Isto é arte, não toque!

Sinfrônio
Revista Negra Trama
3 min readDec 18, 2022

“Eu não sei nem português direito, quanto mais inglês!” Foi dessa forma, que eu fui respondido por um funcionário de uma galeria de arte na cidade de Fortaleza, quando eu o perguntei se ele tinha interesse em levar uma das fotos que estavam lá, à disposição de quem quisesse levar. As fotos da exposição, em sua maioria, eram de pessoas negras, assim como esse operário ao qual me refiro, mas essa resposta, tão genuína e sincera, me fez parar para pensar durante o dia todo, e até mesmo hoje, enquanto escrevo esse texto. Uma vez me disseram que a arte é para todos. Mas quem são esses todos? Para quem são essas artes com rostos tão comuns, nesse país que é o Brasil? Por que eu não vejo esses mesmos rostos, que são tão comuns, das fotografias, também admirando essas obras? Na verdade, eu vejo muitos rostos comuns por outros fatores. Esses rostos, têm a boca e o nariz torcidos para tudo e todos que julgam serem inferiores a ponto de ficar mais comum ainda, quando encontram ou se esbarram com essas pessoas. Então, de onde vem essa vontade de retratar o sofrido, as lutas e as labutas que o povo preto enfrenta todos os dias e exibir para chocar ou impressionar esse grupo seleto, que sempre está lá?

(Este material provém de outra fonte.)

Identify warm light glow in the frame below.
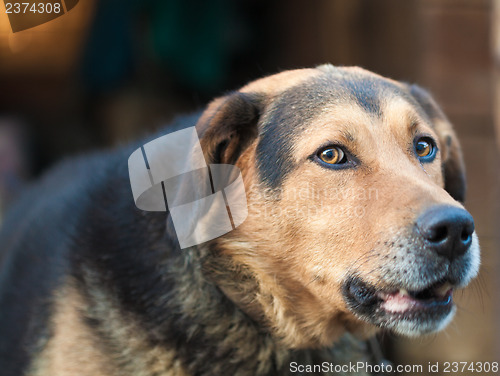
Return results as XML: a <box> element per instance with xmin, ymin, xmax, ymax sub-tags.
<box><xmin>0</xmin><ymin>0</ymin><xmax>96</xmax><ymax>76</ymax></box>
<box><xmin>0</xmin><ymin>2</ymin><xmax>12</xmax><ymax>53</ymax></box>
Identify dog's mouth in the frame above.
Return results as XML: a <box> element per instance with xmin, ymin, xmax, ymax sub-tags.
<box><xmin>376</xmin><ymin>280</ymin><xmax>453</xmax><ymax>313</ymax></box>
<box><xmin>343</xmin><ymin>276</ymin><xmax>455</xmax><ymax>335</ymax></box>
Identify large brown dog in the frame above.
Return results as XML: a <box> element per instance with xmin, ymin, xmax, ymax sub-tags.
<box><xmin>0</xmin><ymin>65</ymin><xmax>480</xmax><ymax>376</ymax></box>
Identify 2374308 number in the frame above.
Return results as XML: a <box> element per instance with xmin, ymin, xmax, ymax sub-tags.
<box><xmin>5</xmin><ymin>2</ymin><xmax>62</xmax><ymax>14</ymax></box>
<box><xmin>443</xmin><ymin>362</ymin><xmax>499</xmax><ymax>373</ymax></box>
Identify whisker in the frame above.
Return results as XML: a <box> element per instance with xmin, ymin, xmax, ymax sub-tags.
<box><xmin>347</xmin><ymin>249</ymin><xmax>378</xmax><ymax>270</ymax></box>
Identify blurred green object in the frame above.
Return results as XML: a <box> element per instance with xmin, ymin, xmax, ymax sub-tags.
<box><xmin>82</xmin><ymin>0</ymin><xmax>248</xmax><ymax>95</ymax></box>
<box><xmin>150</xmin><ymin>0</ymin><xmax>235</xmax><ymax>93</ymax></box>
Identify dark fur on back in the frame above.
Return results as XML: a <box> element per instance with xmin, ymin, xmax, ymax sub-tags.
<box><xmin>0</xmin><ymin>112</ymin><xmax>370</xmax><ymax>376</ymax></box>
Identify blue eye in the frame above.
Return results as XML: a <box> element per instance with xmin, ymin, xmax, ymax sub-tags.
<box><xmin>415</xmin><ymin>137</ymin><xmax>437</xmax><ymax>162</ymax></box>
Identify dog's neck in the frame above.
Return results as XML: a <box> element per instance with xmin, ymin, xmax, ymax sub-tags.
<box><xmin>76</xmin><ymin>203</ymin><xmax>371</xmax><ymax>375</ymax></box>
<box><xmin>179</xmin><ymin>244</ymin><xmax>372</xmax><ymax>375</ymax></box>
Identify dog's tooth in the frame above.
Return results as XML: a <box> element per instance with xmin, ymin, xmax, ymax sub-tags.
<box><xmin>435</xmin><ymin>283</ymin><xmax>452</xmax><ymax>297</ymax></box>
<box><xmin>399</xmin><ymin>289</ymin><xmax>409</xmax><ymax>296</ymax></box>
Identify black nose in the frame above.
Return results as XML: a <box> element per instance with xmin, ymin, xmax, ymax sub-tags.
<box><xmin>416</xmin><ymin>205</ymin><xmax>474</xmax><ymax>261</ymax></box>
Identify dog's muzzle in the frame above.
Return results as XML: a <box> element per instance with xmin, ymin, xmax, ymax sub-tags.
<box><xmin>342</xmin><ymin>205</ymin><xmax>479</xmax><ymax>337</ymax></box>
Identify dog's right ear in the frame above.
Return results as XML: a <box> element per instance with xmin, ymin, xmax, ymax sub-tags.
<box><xmin>197</xmin><ymin>92</ymin><xmax>264</xmax><ymax>165</ymax></box>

Talvez eu esteja exagerando, mas sinto um fetichismo nesse sofrimento. Não digo que retratar essas realidades seja um erro, pois muitas das vezes é um grande acerto. No entanto, eu me pergunto: “quando essas obras chegaram nas comunidades, favelas ou mesmo nos bairros pobres que rodeiam essas galerias?” Posso estar errado, mas eu, homem negro que estudei a vida toda em escola pública, não me lembro de ter tido incentivo de uma ida ao museu ou exposição artística, não lembro do Governo incentivando pessoas pobres a conhecer mais sobre pintura, sobre fotografia ou mesmo o cinema. Cinema? Só se for na televisão, quando a emissora escolhe qual filme vai passar. Apesar de, hoje, ser algo mais acessível, nem todos puderam ir na sua infância ou adolescência.

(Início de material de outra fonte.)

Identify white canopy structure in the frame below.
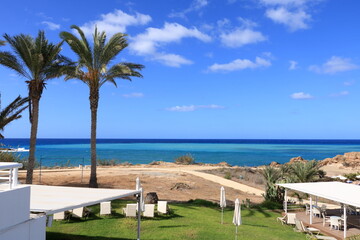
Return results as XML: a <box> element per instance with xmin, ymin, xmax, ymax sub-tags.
<box><xmin>278</xmin><ymin>182</ymin><xmax>360</xmax><ymax>239</ymax></box>
<box><xmin>0</xmin><ymin>162</ymin><xmax>143</xmax><ymax>239</ymax></box>
<box><xmin>27</xmin><ymin>185</ymin><xmax>140</xmax><ymax>215</ymax></box>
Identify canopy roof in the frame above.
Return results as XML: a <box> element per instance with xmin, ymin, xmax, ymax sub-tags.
<box><xmin>25</xmin><ymin>184</ymin><xmax>140</xmax><ymax>215</ymax></box>
<box><xmin>278</xmin><ymin>182</ymin><xmax>360</xmax><ymax>208</ymax></box>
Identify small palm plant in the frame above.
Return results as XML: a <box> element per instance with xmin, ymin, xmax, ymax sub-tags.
<box><xmin>261</xmin><ymin>166</ymin><xmax>284</xmax><ymax>203</ymax></box>
<box><xmin>60</xmin><ymin>25</ymin><xmax>144</xmax><ymax>187</ymax></box>
<box><xmin>0</xmin><ymin>31</ymin><xmax>72</xmax><ymax>183</ymax></box>
<box><xmin>0</xmin><ymin>95</ymin><xmax>29</xmax><ymax>139</ymax></box>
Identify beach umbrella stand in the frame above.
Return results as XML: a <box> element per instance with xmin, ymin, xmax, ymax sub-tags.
<box><xmin>220</xmin><ymin>186</ymin><xmax>226</xmax><ymax>224</ymax></box>
<box><xmin>233</xmin><ymin>198</ymin><xmax>242</xmax><ymax>240</ymax></box>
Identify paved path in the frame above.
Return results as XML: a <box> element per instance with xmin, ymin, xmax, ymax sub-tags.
<box><xmin>181</xmin><ymin>170</ymin><xmax>264</xmax><ymax>196</ymax></box>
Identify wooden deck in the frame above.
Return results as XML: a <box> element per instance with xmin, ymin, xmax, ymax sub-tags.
<box><xmin>293</xmin><ymin>209</ymin><xmax>360</xmax><ymax>240</ymax></box>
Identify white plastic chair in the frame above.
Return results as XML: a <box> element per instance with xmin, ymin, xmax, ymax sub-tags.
<box><xmin>157</xmin><ymin>201</ymin><xmax>168</xmax><ymax>214</ymax></box>
<box><xmin>330</xmin><ymin>217</ymin><xmax>341</xmax><ymax>230</ymax></box>
<box><xmin>143</xmin><ymin>204</ymin><xmax>155</xmax><ymax>217</ymax></box>
<box><xmin>123</xmin><ymin>204</ymin><xmax>137</xmax><ymax>217</ymax></box>
<box><xmin>100</xmin><ymin>201</ymin><xmax>112</xmax><ymax>215</ymax></box>
<box><xmin>313</xmin><ymin>207</ymin><xmax>321</xmax><ymax>217</ymax></box>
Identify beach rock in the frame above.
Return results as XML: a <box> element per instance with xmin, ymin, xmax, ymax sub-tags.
<box><xmin>171</xmin><ymin>182</ymin><xmax>191</xmax><ymax>190</ymax></box>
<box><xmin>145</xmin><ymin>192</ymin><xmax>159</xmax><ymax>204</ymax></box>
<box><xmin>217</xmin><ymin>162</ymin><xmax>232</xmax><ymax>167</ymax></box>
<box><xmin>269</xmin><ymin>161</ymin><xmax>280</xmax><ymax>167</ymax></box>
<box><xmin>319</xmin><ymin>152</ymin><xmax>360</xmax><ymax>167</ymax></box>
<box><xmin>289</xmin><ymin>156</ymin><xmax>307</xmax><ymax>164</ymax></box>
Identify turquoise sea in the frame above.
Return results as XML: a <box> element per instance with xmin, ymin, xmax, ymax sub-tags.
<box><xmin>1</xmin><ymin>139</ymin><xmax>360</xmax><ymax>167</ymax></box>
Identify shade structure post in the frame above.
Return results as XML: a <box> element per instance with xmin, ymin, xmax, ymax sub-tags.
<box><xmin>137</xmin><ymin>192</ymin><xmax>141</xmax><ymax>240</ymax></box>
<box><xmin>284</xmin><ymin>189</ymin><xmax>288</xmax><ymax>213</ymax></box>
<box><xmin>344</xmin><ymin>204</ymin><xmax>347</xmax><ymax>239</ymax></box>
<box><xmin>315</xmin><ymin>196</ymin><xmax>318</xmax><ymax>207</ymax></box>
<box><xmin>310</xmin><ymin>195</ymin><xmax>313</xmax><ymax>224</ymax></box>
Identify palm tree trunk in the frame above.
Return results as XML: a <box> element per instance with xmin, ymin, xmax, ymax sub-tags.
<box><xmin>89</xmin><ymin>89</ymin><xmax>99</xmax><ymax>188</ymax></box>
<box><xmin>26</xmin><ymin>98</ymin><xmax>39</xmax><ymax>184</ymax></box>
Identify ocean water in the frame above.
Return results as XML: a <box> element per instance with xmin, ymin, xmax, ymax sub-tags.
<box><xmin>1</xmin><ymin>139</ymin><xmax>360</xmax><ymax>167</ymax></box>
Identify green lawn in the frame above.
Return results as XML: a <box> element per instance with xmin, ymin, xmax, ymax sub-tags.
<box><xmin>46</xmin><ymin>200</ymin><xmax>305</xmax><ymax>240</ymax></box>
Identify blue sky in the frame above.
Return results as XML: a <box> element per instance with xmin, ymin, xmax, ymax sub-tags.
<box><xmin>1</xmin><ymin>0</ymin><xmax>360</xmax><ymax>139</ymax></box>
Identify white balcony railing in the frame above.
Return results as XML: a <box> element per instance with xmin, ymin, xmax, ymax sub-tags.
<box><xmin>0</xmin><ymin>162</ymin><xmax>22</xmax><ymax>189</ymax></box>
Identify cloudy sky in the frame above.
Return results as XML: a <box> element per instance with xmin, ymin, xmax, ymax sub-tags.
<box><xmin>0</xmin><ymin>0</ymin><xmax>360</xmax><ymax>139</ymax></box>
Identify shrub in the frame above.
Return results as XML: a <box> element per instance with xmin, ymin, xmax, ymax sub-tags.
<box><xmin>97</xmin><ymin>159</ymin><xmax>117</xmax><ymax>166</ymax></box>
<box><xmin>187</xmin><ymin>199</ymin><xmax>218</xmax><ymax>208</ymax></box>
<box><xmin>0</xmin><ymin>151</ymin><xmax>21</xmax><ymax>162</ymax></box>
<box><xmin>344</xmin><ymin>172</ymin><xmax>359</xmax><ymax>181</ymax></box>
<box><xmin>175</xmin><ymin>154</ymin><xmax>195</xmax><ymax>165</ymax></box>
<box><xmin>224</xmin><ymin>171</ymin><xmax>232</xmax><ymax>179</ymax></box>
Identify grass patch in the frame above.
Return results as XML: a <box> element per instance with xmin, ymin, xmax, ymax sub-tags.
<box><xmin>46</xmin><ymin>200</ymin><xmax>305</xmax><ymax>240</ymax></box>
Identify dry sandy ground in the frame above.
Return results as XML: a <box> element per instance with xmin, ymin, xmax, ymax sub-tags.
<box><xmin>321</xmin><ymin>163</ymin><xmax>360</xmax><ymax>176</ymax></box>
<box><xmin>17</xmin><ymin>163</ymin><xmax>359</xmax><ymax>205</ymax></box>
<box><xmin>18</xmin><ymin>164</ymin><xmax>263</xmax><ymax>205</ymax></box>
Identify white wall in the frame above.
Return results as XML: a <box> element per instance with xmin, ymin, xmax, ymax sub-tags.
<box><xmin>0</xmin><ymin>186</ymin><xmax>46</xmax><ymax>240</ymax></box>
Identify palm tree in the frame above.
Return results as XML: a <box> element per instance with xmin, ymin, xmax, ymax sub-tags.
<box><xmin>0</xmin><ymin>95</ymin><xmax>29</xmax><ymax>138</ymax></box>
<box><xmin>0</xmin><ymin>31</ymin><xmax>71</xmax><ymax>183</ymax></box>
<box><xmin>60</xmin><ymin>25</ymin><xmax>144</xmax><ymax>188</ymax></box>
<box><xmin>261</xmin><ymin>166</ymin><xmax>283</xmax><ymax>202</ymax></box>
<box><xmin>289</xmin><ymin>160</ymin><xmax>323</xmax><ymax>183</ymax></box>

A arte está em todo lugar? De fato, está. Mas quando esses espaços embranquecidos, até suas paredes, abrirá suas portas e acolherá de uma vez por todas, sem constrangimentos ou olhares esquisitos aquelas pessoas que eles fingem se impressionar quando as vêem nas fotografias? Não gosto de ser o chato que problematiza tudo, mas parece que essas pessoas se sentem muito mais bem consigo mesmas, quando vêem esses mesmos corpos estirados no chão, crivados de bala ou com um par de algemas nas mãos.

É triste, pra mim, que sou filho de um vigilante e uma empregada doméstica, não ter uma resposta para dar a esse homem. Ele me respondeu, ele me falou e nas suas palavras eu vi mais arte do que aquilo que estava ali para ser exibido. São essas palavras que deveriam ser vistas, ouvidas e aprendidas por essa gente.

Cuidado, esse texto está repleto de opinião de um homem negro!